I can see conservatives’ point that guns are very useful. They protect, kill and deter. Nuclear weapons are the same. They also protect, kill and deter, only on a much larger scale. Therefore it should be a no brainer, even for gun activists, why when only five big powers (the US, Russia, Britain, France, and China) have nuclear weapons that other countries want them, too, especially those with a different ideology. They are simply scared, really scared.
So what shall we do about the fear of nuclear attacks, mutually shared by Vice President Cheney and Iranian President Ahmadinejad, and to make the world safer?

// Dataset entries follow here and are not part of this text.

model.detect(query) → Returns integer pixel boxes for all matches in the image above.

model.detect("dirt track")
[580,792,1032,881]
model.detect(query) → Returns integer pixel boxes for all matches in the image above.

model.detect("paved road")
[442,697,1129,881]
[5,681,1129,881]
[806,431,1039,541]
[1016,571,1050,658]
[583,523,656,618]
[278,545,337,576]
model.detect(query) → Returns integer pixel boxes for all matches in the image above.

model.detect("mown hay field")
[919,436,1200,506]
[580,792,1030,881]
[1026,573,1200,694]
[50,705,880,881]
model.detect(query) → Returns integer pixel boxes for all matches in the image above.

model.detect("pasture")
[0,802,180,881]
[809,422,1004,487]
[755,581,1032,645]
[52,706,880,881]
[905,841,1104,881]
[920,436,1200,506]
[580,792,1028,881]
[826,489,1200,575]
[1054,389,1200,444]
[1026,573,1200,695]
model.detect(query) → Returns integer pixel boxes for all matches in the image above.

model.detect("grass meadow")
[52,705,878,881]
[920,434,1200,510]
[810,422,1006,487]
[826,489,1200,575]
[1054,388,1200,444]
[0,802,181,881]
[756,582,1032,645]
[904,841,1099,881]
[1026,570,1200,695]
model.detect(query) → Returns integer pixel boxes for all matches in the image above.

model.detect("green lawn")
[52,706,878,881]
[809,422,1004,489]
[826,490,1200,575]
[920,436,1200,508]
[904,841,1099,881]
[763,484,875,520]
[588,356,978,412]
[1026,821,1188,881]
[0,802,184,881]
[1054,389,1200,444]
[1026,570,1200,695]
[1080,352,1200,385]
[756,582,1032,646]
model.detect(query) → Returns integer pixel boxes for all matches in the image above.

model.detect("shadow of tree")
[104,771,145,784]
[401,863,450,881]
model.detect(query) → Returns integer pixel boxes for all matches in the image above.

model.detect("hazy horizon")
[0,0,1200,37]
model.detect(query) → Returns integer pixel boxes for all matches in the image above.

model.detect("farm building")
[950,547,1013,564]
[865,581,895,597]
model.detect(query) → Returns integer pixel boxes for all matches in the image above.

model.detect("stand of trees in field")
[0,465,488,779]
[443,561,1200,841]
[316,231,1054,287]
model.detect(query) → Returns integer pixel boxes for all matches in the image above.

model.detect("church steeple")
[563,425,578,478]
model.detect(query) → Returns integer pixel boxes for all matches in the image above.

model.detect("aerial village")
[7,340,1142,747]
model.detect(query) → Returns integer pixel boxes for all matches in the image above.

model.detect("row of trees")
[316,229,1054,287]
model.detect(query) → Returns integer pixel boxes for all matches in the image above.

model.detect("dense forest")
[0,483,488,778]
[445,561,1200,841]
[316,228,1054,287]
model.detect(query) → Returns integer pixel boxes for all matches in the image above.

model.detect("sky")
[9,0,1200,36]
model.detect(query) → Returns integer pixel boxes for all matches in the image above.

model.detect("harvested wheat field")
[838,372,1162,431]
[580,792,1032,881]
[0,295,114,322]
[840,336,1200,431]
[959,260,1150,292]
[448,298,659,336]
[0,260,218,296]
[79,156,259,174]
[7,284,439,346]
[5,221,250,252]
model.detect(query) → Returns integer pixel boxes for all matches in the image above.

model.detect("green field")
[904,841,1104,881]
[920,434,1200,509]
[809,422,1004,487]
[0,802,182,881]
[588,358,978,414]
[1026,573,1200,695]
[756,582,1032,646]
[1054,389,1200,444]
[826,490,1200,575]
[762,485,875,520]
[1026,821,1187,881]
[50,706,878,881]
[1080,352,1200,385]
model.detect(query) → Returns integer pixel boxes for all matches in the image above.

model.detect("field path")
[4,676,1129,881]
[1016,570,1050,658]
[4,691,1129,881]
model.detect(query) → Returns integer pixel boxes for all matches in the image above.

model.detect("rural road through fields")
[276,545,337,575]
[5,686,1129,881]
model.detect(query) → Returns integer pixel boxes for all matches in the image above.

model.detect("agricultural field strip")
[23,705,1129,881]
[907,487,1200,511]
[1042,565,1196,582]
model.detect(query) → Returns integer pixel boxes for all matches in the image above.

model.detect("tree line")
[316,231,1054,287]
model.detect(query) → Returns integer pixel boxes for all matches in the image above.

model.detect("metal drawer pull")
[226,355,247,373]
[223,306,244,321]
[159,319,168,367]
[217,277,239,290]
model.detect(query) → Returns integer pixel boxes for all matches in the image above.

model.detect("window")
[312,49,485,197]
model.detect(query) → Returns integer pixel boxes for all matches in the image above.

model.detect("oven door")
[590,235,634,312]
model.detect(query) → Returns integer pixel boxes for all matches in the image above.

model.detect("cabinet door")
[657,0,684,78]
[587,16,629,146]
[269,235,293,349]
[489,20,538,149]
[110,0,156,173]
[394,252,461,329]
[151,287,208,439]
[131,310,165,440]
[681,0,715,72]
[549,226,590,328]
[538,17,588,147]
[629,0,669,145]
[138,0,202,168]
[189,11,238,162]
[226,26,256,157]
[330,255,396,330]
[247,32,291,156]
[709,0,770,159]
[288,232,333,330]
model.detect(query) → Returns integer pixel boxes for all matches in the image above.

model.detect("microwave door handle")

I would prefer the elimination of all nuclear weapons in the world, as proposed by Sen. Barack Obama recently and by a group of statesmen including George Shultz, Henry Kissinger, William Perry and Sam Nunn earlier this year. Considering, however, the stubbornness and power of the conservatives in America, I could also accept their theory regarding guns: let more countries, if not every country, have nuclear weapons.
But before that, Mr. Vice President, be careful with those trick-or-treaters tonight. Not only the image of Mahmoud Ahmadinejad, the spirit of Saddam Hussein might show up, too.